32. The rAAV of claim 31, wherein the AAV vector further comprises a microRNA signal.

33. The rAAV of claim 32, wherein the microRNA signal is miR-183 comprising SEQ ID NO: 129.

34. The rAAV of claim 31 wherein the promoter is selected from the group consisting a CAG synthetic promoter, a CBh synthetic promoter, and a human synapsin I promoter.

35. The rAAV of claim 34 wherein the promoter is a CAG synthetic promoter comprising SEQ ID NO: 119.

36. The rAAV of claim 34 wherein the promoter is a CBh synthetic promoter comprising SEQ ID NO: 120.

37. The rAAV of claim 34 wherein the promoter is a human synapsin I promoter comprising SEQ ID NO: 121.

38. The rAAV of claim 31 wherein the WPRE comprises SEQ ID NO: 122.

39. The rAAV of claim 31 wherein the polyadenylation signal is selected from the group consisting of a human growth hormone polyadenylation signal (hGH PolyA) and a simian virus 40 polyadenylation signal (SV40 PolyA).

40. The rAAV of claim 39 wherein the polyadenylation signal is hGH PolyA comprising SEQ ID NO: 123.

41. The rAAV of claim 39 wherein the polyadenylation signal is SV40 PolyA comprising SEQ ID NO: 124.

42. The recombinant adeno-associated virus (rAAV) of claim 1, wherein the rAAV has higher enrichment for transduction in cells of the central nervous system (CNS) when compared to other cell types.

43. The rAAV of claim 42, wherein the rAAV has higher enrichment for transduction in cells of the brain when compared to cells of the liver.

44. The method of claim 15, wherein administering to said subject the therapeutically effective amount of a recombinant adeno-associated virus (rAAV) causes increased expression of hIDS brain tissue of the subject.

45. The method of claim 44, wherein the expression of hIDS in the brain tissue of the subject is greater than hIDS expression in liver tissue of the subject.

46. The method of claim 15, wherein administering to said subject the therapeutically effective amount of a recombinant adeno-associated virus (rAAV) causes a decrease in pathogenic glycosaminoglycan levels in the subject.

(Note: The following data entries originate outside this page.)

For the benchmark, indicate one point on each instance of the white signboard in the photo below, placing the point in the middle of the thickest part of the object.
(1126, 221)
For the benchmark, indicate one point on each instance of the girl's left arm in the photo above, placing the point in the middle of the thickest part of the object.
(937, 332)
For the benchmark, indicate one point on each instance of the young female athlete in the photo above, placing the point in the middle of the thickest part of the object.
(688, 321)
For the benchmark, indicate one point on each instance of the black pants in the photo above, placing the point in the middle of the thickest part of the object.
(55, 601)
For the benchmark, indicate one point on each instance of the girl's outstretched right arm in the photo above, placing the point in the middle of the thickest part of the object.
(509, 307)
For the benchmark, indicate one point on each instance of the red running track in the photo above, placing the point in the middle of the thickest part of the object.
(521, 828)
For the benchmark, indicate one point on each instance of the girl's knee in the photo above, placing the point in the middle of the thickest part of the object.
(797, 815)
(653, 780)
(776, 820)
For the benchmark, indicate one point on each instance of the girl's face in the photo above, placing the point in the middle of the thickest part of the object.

47. The recombinant adeno-associated virus (rAAV) of claim 29, wherein the rAAV has higher enrichment for transduction in cells of the central nervous system (CNS) when compared to other cell types.

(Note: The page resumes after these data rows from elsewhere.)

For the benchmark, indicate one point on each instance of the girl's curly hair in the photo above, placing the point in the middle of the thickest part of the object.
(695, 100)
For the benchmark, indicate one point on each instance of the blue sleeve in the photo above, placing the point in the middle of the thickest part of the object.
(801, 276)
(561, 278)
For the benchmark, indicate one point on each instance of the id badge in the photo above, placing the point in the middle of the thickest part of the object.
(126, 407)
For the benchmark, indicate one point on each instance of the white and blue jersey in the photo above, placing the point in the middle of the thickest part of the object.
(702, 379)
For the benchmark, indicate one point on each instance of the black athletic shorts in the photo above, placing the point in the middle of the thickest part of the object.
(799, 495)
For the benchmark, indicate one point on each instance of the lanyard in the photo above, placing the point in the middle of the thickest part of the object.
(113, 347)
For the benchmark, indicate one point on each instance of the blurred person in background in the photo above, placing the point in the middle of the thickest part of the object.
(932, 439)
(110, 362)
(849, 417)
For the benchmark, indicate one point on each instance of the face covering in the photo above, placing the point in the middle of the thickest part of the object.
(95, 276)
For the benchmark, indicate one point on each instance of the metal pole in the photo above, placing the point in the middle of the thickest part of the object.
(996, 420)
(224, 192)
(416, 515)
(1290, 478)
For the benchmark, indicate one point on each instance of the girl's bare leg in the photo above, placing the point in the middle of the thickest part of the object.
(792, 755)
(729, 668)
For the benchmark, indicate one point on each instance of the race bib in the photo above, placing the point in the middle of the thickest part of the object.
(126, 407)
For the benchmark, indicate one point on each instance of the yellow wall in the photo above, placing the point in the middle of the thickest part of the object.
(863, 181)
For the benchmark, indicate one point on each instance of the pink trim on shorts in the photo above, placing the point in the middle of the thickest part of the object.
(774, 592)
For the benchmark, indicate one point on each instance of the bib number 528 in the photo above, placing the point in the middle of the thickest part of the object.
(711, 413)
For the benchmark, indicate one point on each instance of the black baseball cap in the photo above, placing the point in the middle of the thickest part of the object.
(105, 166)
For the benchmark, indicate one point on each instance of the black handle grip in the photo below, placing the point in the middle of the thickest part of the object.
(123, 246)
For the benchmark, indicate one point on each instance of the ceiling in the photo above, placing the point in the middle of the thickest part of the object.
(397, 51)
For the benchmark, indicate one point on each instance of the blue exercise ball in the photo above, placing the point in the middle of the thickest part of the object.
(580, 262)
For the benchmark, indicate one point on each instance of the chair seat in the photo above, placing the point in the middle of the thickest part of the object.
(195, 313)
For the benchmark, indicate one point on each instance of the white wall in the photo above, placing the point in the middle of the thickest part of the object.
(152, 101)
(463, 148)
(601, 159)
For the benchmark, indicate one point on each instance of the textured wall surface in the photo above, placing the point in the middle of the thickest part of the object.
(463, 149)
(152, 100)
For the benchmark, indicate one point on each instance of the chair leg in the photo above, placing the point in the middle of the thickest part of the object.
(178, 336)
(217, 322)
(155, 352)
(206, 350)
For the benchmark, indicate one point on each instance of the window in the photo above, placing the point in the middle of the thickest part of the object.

48. The rAAV of claim 47, wherein the rAAV has higher enrichment for transduction in cells of the central nervous system (CNS) when compared to other cell types.

49. The rAAV of claim 29, wherein administering the rAAV to a subject a therapeutically effective amount of the rAAV causes increased expression of hIDS brain tissue of the subject.